From AP:
BAGHDAD – Volleys of rockets struck the capital’s crowded Shiite Muslim neighborhood of Sadr City on Saturday, hitting a busy market, smashing into a home and killing at least seven Iraqis. Outside Baghdad, insurgents rocketed a U.S. military base, killing five soldiers.
Besides the deaths in the Sadr City rocket strikes, at least 26 Iraqis were reported killed in a bombing at Tikrit, clashes between Polish troops and Shiite militiamen in Karbala, U.S. raids overnight in Sadr City, and a roadside bombing south of Baghdad.
Five American solders were killed around dawn when two rockets fired from a truck hit the U.S. base at Taji, 12 miles north of Baghdad, Air Force Lt. Col. Sam Hudspath said. U.S. helicopter gunships then destroyed the truck, the military said.
Six soldiers were wounded in the attack, three of them critically, the military said. …

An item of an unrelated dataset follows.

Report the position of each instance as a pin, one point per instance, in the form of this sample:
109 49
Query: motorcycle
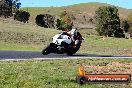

U.S. commanders have blamed Sunni Muslim insurgents for military-style rocket attacks on U.S. bases in the past. But people in the neighborhood blamed the Americans for Saturday’s rocket barrages, which came after the overnight clash.
After the rocket strike, residents chanted: “Long live al-Sadr! America and the Governing Council are infidels!”
Here’s an insightful piece by Walid Phares on this mess in Iraq: “Al-Qaeda’s War on Iraq.” Phares asks who is waging the war on Iraq, and then offers an answer:
Tuesday’s deadly bombings in Basra provide us with the answer. In several mortar and car bomb explosions, directed against police stations and civilians, terrorist attacks killed more than 70 men, women and children and injured nearly 250. The slaughter was a vivid reminder of similar attacks in several cities around the world including Istanbul, Riyadh, Madrid, Bali and Moscow. Mass killing of civilians has all the al-Qaeda hallmarks. But the Basra massacre has even more to tell us.
In targeting police stations, the attacks were meant not only to kill security officers, but also to disrupt the present and future security of Iraq. The aim goes beyond the British troops deployed in this major Shiite city; the real targets are the Iraqis who must become the backbone of stability and normal civil society in Iraq. What the attackers want to achieve is the preemptive assassination of normality for a society in search of peace and progress.
In place of these security forces, which will be serving future democratically elected governments, the terrorists want to see fundamentalist militia at the service of some emir or other. Thus the forces of reaction desperately try to block the march toward the future. If the new Iraq rises, radical forces will be reduced to gangs, or at best, marginal radical factions, which could hope to get at best only a few seats in the representative assemblies. That future is what these killers are trying to forestall.
Al-Qaeda may be emboldened by its bloodshed around the world and particularly in Iraq, but the Iraqis are not the Spanish voters, totally blinded by their own media. The people of Iraq have lived under terror longer than al-Qaeda has been in existence. Ordinary Iraqis, who have no links to the Fallujah Fedayeen or supporters of Muqtada al-Sadr, have deep instincts. They have been gassed in Halabja, tortured in Baghdad and piled up in mass graves. They understand the terror message; they know who their real enemy is. Yesterday morning in Basra, they saw the monster devouring the lives of their children. Unlike the Spanish voters, they will not submit to al-Qaeda, for one simple reason: They know that there is a war against their freedom, and that war on Iraq is al-Qaeda’s war.